Take it on trust, Annique, just this once. Believe me. Lead me to the Albion plans. Make it easy for both of us.

Then she nodded. “I will travel with you to London, if this is what you must do to clean yourself of the past. I owe you that much. But Robert…you would be wiser to return to your ship and your family and forget this woman who has long since made her peace with God.”
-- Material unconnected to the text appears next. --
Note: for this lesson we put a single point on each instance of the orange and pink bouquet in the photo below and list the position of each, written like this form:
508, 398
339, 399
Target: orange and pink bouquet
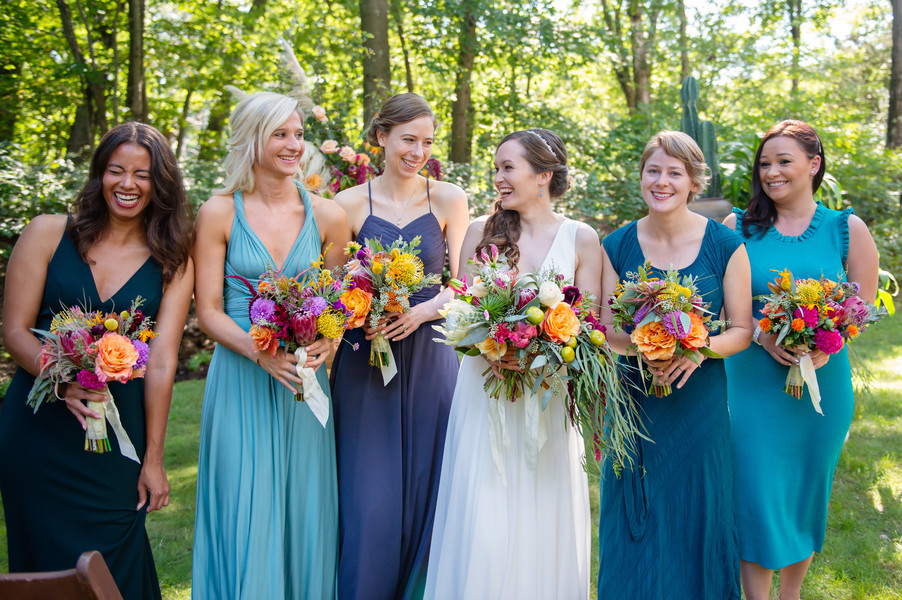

“If I get you safely to London, that's enough. That's what I have to do.”

She must have caught the determination in his words, but it didn't frighten her. Good. He was damned sick of frightening her.


Bon.
We will travel together then, till London. I will be grateful for the company.”

She turned her face to the north, to the length of road, measuring distances under the sky. He was seeing the real Annique Villiers at last. This was what she'd been for all those years, trailing across Europe in the raggle-taggle tail of the army, in boy's clothing, nibbling something plucked from a field. A pair of larks sprang up from the field beside them and flew a complex pattern toward a stand of trees. She brightened, gazing after them, delighting in the moment, squirreling another memory away inside her.

“I will like England.” She started walking again. “I have been here only four hours, and already I have met three men trying to kill me and one who bought me whelks. For better or worse, this is not a country that ignores me.”